Mutations in the MRAP2 gene may increase the risk for obesity, high blood sugar, and hypertension, a large genetic study has found.
The study, “Loss-of-function mutations in MRAP2 are pathogenic in hyperphagic obesity with hyperglycemia and hypertension,” was published in the journal Nature Medicine.
Loss-of-function mutations disrupt the function of the resulting protein. In the case of MRAP2, such mutations have been associated with obesity in mice. The same study found four rare variants in this gene among 976 people with severe obesity and none in the controls, but it did not analyze the function of the altered proteins.
The MRAP2 protein (melanocortin-2 receptor accessory protein 2) is known to increase the activity of another protein, called MC4R (melanocortin 4 receptor). Importantly, mutations in the MC4R gene have been found to constitute the most frequent single genetic cause of obesity.

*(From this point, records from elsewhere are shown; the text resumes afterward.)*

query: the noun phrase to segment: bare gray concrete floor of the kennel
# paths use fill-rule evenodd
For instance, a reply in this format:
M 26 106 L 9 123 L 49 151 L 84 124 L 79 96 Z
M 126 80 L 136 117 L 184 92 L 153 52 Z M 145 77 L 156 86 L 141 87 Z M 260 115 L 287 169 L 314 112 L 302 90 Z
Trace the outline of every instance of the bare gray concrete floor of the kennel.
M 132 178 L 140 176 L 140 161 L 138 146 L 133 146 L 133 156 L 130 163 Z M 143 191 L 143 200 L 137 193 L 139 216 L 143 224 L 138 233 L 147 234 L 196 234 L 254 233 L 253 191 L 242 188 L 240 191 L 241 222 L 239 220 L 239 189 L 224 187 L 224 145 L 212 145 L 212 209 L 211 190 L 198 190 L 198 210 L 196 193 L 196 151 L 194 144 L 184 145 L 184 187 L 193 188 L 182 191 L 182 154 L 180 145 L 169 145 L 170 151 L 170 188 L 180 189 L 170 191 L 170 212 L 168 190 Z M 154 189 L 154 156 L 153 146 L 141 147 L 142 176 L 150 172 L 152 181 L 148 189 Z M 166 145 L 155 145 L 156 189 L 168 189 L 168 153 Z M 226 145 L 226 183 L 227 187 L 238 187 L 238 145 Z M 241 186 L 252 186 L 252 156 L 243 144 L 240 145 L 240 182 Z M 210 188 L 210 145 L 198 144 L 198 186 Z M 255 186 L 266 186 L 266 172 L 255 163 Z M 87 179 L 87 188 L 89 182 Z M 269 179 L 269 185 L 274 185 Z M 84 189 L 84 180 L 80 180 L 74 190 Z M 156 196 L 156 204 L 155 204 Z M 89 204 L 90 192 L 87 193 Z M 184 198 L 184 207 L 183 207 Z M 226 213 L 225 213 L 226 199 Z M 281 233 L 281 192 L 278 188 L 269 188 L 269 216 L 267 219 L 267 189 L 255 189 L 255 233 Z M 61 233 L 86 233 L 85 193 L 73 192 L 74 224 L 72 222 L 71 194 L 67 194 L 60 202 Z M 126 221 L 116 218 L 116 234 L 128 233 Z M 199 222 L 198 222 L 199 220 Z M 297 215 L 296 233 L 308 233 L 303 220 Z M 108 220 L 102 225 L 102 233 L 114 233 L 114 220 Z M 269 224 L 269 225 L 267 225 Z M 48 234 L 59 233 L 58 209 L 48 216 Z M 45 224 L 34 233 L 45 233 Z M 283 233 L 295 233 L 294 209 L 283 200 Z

Researchers in France conducted a large-scale sequencing of the protein-coding portions (exons) of MRAP2 in 9,418 people — 7,239 adults and 2,179 children or adolescents — to better understand how mutations in this gene impact protein function.
Results revealed 23 rare genetic variants, 14 of which had never been reported. These variants were associated with an increased risk of obesity, 3.8-fold in adults and 2.91 times in children/adolescents.
The team then performed in vitro experiments to assess protein function. Cells expressing any of six MRAP2 mutations had decreased MC4R signaling, suggesting a link between such variants and obesity.
Seven loss-of-function variants were identified in seven obese or overweight adults of European origin and in three obese European adolescents. Most (75%) people carrying these mutations had abnormal eating behavior, including overeating.
Also, most carriers had high blood sugar (hyperglycemia) and high blood pressure (hypertension). According to the scientists, this contrasts with mutations in other obesity-related genes (such as MCR4), as the frequency of hyperglycemia and hypertension is lower in people carrying those mutations.
The researchers then used beta cells, responsible for producing the hormone insulin in the pancreas, and found that lowering the levels of MRAP2 led to decreased insulin production in those cells.
“These results suggest that MRAP2 mutations could have a direct functional deleterious [harmful] effect on beta cells,” the researchers wrote.
They suggested that effects on the receptor of the hormone grehlin (key in appetite and growth hormone release) could link changes in MRAP2 to high blood pressure.
Overall, the study suggests that mutations in MRAP2 could lead to obesity and related health problems, but medications already in development may be helpful.
“Because MRAP2 deficiency partly impacts the MC4R pathway, the eating behavior problems in people deficient in MRAP2 might be treated by the MC4R agonist setmelanotide,” the investigators wrote.